Step 3.2: Compile and Run the Pipeline

As clarified previously, you compile and run the pipeline separately. Save the above Python code as recommender_pipeline.py.

Option 1: Compile from the command line:


pip install kfp
python -c "from recommender_pipeline import recommender_pipeline; from kfp import compiler; compiler.Compiler().compile(recommender_pipeline, 'recommender_pipeline.yaml')"

Option 2: Run directly from the Kubeflow UI:

Navigate to the Kubeflow Pipelines dashboard in your browser.
Click on "Upload Pipeline" and upload the recommender_pipeline.py file (it will compile on the fly).
Click on "Create Run", select your pipeline, and give it a name.
Once the run completes, inspect the outputs of the train-model step. You'll see a link or path to the stored model artifacts (e.g., minio://mlpipeline/artifacts/...). Copy this URI; you'll need it for KServe.

Important: Make sure your your_interaction_data.csv is accessible within the container for the prepare_data step. For a real pipeline, you'd likely fetch data from a persistent storage. For this local example, you might need to build the prepare_data component's image with the CSV embedded, or ensure it's mounted. For simplicity, the train_model component's Dockerfile now also copies the data, but for a real pipeline, the data would flow from one step's output to the next's input.

4. Deploying with KServe

Now that our model is trained and its artifacts are stored, we can use KServe to deploy it as a scalable inference endpoint.
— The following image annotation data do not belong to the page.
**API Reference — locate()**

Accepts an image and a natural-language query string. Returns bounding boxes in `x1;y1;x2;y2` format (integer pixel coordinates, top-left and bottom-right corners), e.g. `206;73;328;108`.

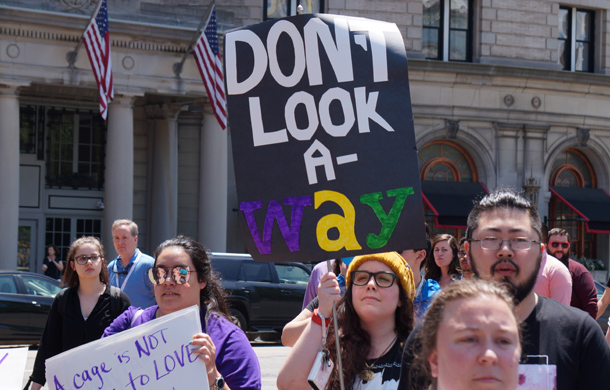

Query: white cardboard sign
46;306;209;390
0;347;28;390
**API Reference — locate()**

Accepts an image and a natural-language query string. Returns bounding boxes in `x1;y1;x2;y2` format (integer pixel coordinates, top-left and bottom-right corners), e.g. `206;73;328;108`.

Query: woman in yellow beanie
277;252;415;390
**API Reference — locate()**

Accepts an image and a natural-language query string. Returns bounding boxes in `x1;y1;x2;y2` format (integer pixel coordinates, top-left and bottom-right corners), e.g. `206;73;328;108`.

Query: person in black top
42;244;64;280
398;189;610;390
30;237;131;390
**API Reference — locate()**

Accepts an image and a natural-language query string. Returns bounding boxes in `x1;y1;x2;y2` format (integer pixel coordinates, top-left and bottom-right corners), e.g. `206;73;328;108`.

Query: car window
21;275;61;297
275;263;309;285
242;261;272;283
212;259;227;280
0;275;17;294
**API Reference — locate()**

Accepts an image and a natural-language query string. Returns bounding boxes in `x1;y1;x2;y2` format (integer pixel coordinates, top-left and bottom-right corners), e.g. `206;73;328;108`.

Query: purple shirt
102;305;261;390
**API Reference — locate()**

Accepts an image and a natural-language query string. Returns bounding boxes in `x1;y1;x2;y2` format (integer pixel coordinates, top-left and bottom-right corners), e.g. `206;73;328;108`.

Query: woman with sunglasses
425;234;460;289
277;252;415;390
104;236;261;390
30;237;131;390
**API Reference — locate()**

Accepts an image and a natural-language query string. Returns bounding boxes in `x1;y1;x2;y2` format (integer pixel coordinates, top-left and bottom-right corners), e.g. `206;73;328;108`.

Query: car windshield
21;275;61;297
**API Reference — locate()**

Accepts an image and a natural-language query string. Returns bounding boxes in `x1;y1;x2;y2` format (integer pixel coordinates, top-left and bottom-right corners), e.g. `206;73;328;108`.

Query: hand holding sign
46;306;209;390
0;347;28;390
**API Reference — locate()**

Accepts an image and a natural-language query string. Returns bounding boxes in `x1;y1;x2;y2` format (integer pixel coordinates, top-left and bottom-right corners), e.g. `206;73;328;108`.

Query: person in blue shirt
400;238;441;325
108;219;156;309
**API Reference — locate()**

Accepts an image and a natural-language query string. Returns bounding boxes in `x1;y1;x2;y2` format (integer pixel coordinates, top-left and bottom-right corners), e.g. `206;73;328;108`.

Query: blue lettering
72;374;85;389
125;372;150;390
153;360;169;380
53;375;66;390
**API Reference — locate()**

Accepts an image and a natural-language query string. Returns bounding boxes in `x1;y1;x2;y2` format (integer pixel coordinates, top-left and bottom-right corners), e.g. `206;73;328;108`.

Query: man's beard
470;252;542;305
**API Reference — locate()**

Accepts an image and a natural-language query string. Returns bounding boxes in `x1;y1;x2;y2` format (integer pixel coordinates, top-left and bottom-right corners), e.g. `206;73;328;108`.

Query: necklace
360;336;398;382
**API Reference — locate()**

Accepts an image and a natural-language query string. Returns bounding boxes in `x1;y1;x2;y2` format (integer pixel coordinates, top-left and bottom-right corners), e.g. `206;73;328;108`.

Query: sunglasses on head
148;266;197;286
549;241;570;249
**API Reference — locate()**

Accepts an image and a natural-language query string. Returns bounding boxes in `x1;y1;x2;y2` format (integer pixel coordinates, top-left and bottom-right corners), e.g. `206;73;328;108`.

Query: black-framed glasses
468;237;542;251
148;265;197;286
350;271;396;288
74;255;102;265
549;241;570;249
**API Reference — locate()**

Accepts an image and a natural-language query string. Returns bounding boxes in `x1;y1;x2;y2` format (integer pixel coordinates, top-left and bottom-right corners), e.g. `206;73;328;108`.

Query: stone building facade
0;0;610;270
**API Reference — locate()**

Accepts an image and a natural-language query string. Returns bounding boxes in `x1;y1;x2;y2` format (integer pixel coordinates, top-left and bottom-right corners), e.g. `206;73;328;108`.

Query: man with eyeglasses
399;189;610;390
108;219;156;309
546;228;597;319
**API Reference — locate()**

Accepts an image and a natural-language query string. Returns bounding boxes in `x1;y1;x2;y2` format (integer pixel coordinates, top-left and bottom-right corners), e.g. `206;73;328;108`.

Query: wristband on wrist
311;309;330;328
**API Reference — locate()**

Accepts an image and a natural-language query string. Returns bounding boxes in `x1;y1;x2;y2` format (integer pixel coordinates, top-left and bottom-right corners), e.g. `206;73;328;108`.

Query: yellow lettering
314;191;362;252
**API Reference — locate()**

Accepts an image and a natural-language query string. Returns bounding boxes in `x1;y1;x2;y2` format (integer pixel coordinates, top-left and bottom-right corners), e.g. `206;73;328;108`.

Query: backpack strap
110;286;122;318
129;308;144;328
57;288;68;319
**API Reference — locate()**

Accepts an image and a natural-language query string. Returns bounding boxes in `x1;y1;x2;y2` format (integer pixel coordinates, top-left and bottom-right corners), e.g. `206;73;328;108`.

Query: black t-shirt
31;285;131;385
521;296;610;390
398;296;610;390
354;340;403;390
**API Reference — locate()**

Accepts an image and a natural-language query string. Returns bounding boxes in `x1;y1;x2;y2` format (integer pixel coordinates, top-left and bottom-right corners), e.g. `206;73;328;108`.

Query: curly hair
426;234;460;282
409;279;521;390
61;236;110;288
326;272;413;390
154;235;230;319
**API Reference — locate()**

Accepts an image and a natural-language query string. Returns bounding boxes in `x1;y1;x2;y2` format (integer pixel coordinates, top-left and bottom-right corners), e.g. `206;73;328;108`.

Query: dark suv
211;253;310;338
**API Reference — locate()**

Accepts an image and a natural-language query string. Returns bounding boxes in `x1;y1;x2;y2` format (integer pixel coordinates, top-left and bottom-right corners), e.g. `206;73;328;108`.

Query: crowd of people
31;189;610;390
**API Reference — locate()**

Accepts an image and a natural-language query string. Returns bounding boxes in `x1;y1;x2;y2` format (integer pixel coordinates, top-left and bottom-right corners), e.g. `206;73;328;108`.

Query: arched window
418;140;478;239
549;148;597;258
418;141;478;181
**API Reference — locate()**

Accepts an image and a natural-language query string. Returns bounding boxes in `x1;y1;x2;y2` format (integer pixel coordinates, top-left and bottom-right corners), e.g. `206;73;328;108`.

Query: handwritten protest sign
225;14;425;262
0;347;28;390
46;306;209;390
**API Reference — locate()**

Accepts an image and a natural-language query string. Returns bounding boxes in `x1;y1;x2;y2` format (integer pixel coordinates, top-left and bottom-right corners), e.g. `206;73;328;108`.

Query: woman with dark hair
277;252;415;390
30;237;131;390
104;236;261;390
42;244;64;280
426;234;460;289
410;280;516;390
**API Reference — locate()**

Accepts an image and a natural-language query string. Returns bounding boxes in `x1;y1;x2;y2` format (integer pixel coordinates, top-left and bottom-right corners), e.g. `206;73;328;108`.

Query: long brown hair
326;266;413;390
62;236;109;288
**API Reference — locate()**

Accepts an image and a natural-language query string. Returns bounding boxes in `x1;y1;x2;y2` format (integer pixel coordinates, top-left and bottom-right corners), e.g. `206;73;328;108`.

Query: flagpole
326;258;345;390
173;0;216;77
68;0;104;69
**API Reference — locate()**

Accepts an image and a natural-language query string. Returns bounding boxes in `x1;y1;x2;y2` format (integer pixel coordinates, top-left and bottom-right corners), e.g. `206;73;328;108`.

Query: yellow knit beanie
346;252;415;300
Step 4.1: Create Your KServe Predictor

KServe allows you to use pre-built servers for common frameworks or provide a custom predictor. Since we used the implicit library, we'll create a custom predictor. Create a file named predictor.py:


# predictor.py
import kserve
import pickle
import pandas as pd
from scipy.sparse import csr_matrix
import os

class RecommenderModel(kserve.Model):
    """
    KServe custom model class for our implicit recommender.
    """
    def __init__(self, name: str):
        super().__init__(name)
        self.name = name
        self.ready = False
        self.model = None
        self.user_to_id = None
        self.item_to_id = None
        self.id_to_user = None
        self.id_to_item = None

    def load(self):
        """
        Loads the trained model and mappings from the MODEL_URI.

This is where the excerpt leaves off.